E& stated that it had invested "to gain significant exposure to a global leader in connectivity and digital services" and had no intention of launching a takeover bid, preventing it from doing so for at least six months.
The Abu Dhabi-based group, which has established a particular holding company, Atlas 2022, to control the Vodafone investment, has stated that it intends to be a "long-term and supportive shareholder in Vodafone and is not seeking to exert control or influence over the company's board or management."
Vodafone asserts on its website that it supplies government agencies, including the Ministry of Justice, so any new owner would need to be thoroughly screened.

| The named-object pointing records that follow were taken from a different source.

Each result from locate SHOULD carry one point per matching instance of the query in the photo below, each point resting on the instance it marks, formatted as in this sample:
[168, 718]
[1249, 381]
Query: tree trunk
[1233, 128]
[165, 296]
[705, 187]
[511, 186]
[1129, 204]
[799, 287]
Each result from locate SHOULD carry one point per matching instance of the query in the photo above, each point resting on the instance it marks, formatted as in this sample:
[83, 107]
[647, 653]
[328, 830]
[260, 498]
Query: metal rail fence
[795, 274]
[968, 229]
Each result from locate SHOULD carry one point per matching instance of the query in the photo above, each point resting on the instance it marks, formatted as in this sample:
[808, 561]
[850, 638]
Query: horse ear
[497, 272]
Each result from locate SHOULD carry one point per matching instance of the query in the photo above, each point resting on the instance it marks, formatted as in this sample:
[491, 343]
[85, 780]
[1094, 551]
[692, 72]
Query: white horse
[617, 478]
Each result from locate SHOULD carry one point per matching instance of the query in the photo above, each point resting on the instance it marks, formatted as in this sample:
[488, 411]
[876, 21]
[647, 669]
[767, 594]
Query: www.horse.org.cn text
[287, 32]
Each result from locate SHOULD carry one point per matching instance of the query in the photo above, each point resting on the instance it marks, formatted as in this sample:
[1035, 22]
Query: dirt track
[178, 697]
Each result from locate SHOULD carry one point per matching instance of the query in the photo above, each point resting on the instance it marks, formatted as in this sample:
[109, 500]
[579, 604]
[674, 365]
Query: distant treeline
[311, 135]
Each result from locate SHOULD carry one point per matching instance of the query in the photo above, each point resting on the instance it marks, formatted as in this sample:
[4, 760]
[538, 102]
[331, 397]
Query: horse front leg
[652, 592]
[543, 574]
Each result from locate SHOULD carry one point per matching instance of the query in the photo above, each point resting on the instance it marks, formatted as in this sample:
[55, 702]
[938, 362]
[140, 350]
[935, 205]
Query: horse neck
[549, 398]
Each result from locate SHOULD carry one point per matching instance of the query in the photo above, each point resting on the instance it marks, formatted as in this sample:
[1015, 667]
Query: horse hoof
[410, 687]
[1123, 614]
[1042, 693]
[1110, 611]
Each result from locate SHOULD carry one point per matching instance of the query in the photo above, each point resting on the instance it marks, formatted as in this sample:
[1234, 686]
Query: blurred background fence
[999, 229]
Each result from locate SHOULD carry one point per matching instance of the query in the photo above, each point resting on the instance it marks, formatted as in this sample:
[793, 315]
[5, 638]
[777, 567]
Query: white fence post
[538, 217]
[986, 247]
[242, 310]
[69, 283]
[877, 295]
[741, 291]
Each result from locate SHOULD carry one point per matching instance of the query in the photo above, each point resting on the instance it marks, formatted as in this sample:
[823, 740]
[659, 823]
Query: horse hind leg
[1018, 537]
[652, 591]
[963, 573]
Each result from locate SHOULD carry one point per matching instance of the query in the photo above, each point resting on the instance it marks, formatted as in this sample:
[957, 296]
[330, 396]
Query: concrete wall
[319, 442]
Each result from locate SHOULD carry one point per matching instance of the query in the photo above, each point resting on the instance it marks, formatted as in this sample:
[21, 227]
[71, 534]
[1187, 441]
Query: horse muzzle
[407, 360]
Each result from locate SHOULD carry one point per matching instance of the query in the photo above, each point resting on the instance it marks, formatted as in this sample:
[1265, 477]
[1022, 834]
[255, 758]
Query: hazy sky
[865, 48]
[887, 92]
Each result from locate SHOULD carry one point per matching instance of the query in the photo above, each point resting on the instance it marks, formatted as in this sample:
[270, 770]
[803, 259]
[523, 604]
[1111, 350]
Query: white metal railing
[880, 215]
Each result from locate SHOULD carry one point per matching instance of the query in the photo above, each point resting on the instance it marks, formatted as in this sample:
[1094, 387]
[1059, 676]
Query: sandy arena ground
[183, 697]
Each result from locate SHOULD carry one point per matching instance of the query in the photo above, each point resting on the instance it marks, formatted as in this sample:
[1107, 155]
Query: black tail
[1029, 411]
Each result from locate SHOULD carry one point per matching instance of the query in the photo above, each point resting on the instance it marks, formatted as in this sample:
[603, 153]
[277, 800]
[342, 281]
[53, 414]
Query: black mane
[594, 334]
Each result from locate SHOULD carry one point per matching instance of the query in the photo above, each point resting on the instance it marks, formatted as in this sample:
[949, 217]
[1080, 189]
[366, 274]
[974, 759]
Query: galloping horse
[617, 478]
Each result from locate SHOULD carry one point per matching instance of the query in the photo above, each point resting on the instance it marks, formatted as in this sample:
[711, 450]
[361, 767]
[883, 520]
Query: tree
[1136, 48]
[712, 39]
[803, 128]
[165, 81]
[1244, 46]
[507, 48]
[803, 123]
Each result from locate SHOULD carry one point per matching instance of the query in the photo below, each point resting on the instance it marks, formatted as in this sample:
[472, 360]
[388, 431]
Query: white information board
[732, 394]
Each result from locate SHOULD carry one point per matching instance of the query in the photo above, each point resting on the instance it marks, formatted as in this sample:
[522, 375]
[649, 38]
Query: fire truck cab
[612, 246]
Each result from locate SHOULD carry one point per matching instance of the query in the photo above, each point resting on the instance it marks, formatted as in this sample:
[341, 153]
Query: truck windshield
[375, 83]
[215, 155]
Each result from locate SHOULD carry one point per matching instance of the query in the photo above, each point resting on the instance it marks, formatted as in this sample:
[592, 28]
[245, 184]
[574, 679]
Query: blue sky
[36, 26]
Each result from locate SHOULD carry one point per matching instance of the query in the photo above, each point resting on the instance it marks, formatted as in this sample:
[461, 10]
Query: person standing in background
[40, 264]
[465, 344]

A government official stated, "The government has robust processes to ensure the security and protection of its IT systems." The National Security and Investment Act gives the government the authority to interfere if national security concerns arise in connection with an acquisition.
Nick Read, the chief executive officer of Vodafone, is under pressure to sell off subsidiaries and increase returns following a more than 20 percent drop in the company's share price since he took over in 2018.
Vodafone disclosed that it was in negotiations with rivals in the United Kingdom, Spain, Germany, and Italy, ostensibly in response to pressure from Cevian, Europe's most prominent activist investor, which purchased a stake in Vodafone and demanded a corporate restructuring.
Cevian, based in Sweden and is known for taking longer-term positions to turn around businesses without taking aggressive action, is seeking a consolidation of Vodafone's sprawling empire to concentrate on its most profitable markets and inject more telecoms experience at the board level.
Hatem Dowidar, the current CEO of E& and a former executive at Vodafone, stated that he was "looking forward to building a mutually beneficial strategic partnership with Vodafone in order to drive value creation for both our businesses, explore opportunities in the rapidly developing global telecoms market, and support the adoption of next-generation technologies."
As part of its strategy to expand into a worldwide technology investment conglomerate, E& recently purchased a majority position in Maroc Telecom and the Emirati online grocery store ElGrocer.
Vodafone, which is scheduled to report its full-year results to the City on Tuesday, stated that it was looking forward to "building a long-term relationship with Etisalat" and "making good progress on our long-term strategic plans."
Friday's closing price for Vodafone shares was 117.82p, a decline of 0.9p, valuing the business at £33bn.